CommRad: Context-Aware Sensing-Driven Millimeter-Wave Networks

TL;DR

CommRad leverages a collaborative radar and radio sensing framework to enhance millimeter-wave network robustness and throughput in dynamic environments by tracking users and maintaining directional links despite blockages.

Contribution

This paper introduces a novel sensing-driven approach combining radar and wireless communication to improve mmWave link stability and performance in mobile scenarios.

Findings

2.5x median throughput improvement over baseline

Effective user tracking in obstructed scenarios

Robust high-throughput links maintained in dynamic environments

Abstract

Millimeter-wave (mmWave) technology is pivotal for next-generation wireless networks, enabling high-data-rate and low-latency applications such as autonomous vehicles and XR streaming.
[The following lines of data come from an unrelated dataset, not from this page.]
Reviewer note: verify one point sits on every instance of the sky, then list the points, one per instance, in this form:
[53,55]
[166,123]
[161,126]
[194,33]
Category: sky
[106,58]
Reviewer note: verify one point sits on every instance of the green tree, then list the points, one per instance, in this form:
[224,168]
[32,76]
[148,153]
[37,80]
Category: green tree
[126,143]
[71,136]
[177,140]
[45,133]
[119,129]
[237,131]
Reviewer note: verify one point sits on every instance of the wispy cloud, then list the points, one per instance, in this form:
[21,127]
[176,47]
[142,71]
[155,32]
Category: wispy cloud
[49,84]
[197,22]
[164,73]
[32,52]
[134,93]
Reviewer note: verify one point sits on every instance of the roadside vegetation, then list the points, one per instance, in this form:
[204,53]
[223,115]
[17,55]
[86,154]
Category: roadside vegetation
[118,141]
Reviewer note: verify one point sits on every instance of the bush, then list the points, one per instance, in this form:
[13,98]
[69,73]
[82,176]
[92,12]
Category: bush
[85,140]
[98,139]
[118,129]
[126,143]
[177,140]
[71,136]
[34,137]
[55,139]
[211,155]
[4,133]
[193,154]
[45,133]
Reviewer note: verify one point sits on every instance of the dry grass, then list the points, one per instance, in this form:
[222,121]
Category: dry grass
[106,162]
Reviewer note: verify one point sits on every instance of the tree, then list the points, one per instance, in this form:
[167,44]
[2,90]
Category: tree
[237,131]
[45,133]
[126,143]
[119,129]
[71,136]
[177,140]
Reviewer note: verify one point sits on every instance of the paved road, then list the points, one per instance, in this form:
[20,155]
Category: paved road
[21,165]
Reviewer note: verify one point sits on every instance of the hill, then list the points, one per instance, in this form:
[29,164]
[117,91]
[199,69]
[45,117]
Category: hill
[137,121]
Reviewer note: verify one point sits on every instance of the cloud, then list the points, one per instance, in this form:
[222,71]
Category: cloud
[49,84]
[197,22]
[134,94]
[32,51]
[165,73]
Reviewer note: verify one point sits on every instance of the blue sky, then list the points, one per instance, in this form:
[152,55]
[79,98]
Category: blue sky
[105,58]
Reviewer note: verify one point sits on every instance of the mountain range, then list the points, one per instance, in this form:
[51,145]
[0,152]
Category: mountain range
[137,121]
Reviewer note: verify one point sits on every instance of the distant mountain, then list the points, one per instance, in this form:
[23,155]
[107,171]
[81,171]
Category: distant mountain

However, maintaining directional mmWave links in dynamic mobile environments is challenging due to mobility-induced disruptions and blockage. While effective, the current 5G NR beam training methods incur significant overhead and scalability issues in multi-user scenarios. To address this, we introduce CommRad, a sensing-driven solution incorporating a radar sensor at the base station to track mobile users and maintain directional beams even under blockages. While radar provides high-resolution object tracking, it suffers from a fundamental challenge of lack of context, i.e., it cannot discern which objects in the environment represent active users, reflectors, or blockers. To obtain this contextual awareness, CommRad unites wireless sensing capabilities of bi-static radio communication with the mono-static radar sensor, allowing radios to provide initial context to radar sensors. Subsequently, the radar aids in user tracking and sustains mobile links even in obstructed scenarios, resulting in robust and high-throughput directional connections for all mobile users at all times. We evaluate this collaborative radar-radio framework using a 28 GHz mmWave testbed integrated with a radar sensor in various indoor and outdoor scenarios, demonstrating a 2.5x improvement in median throughput compared to a non-collaborative baseline.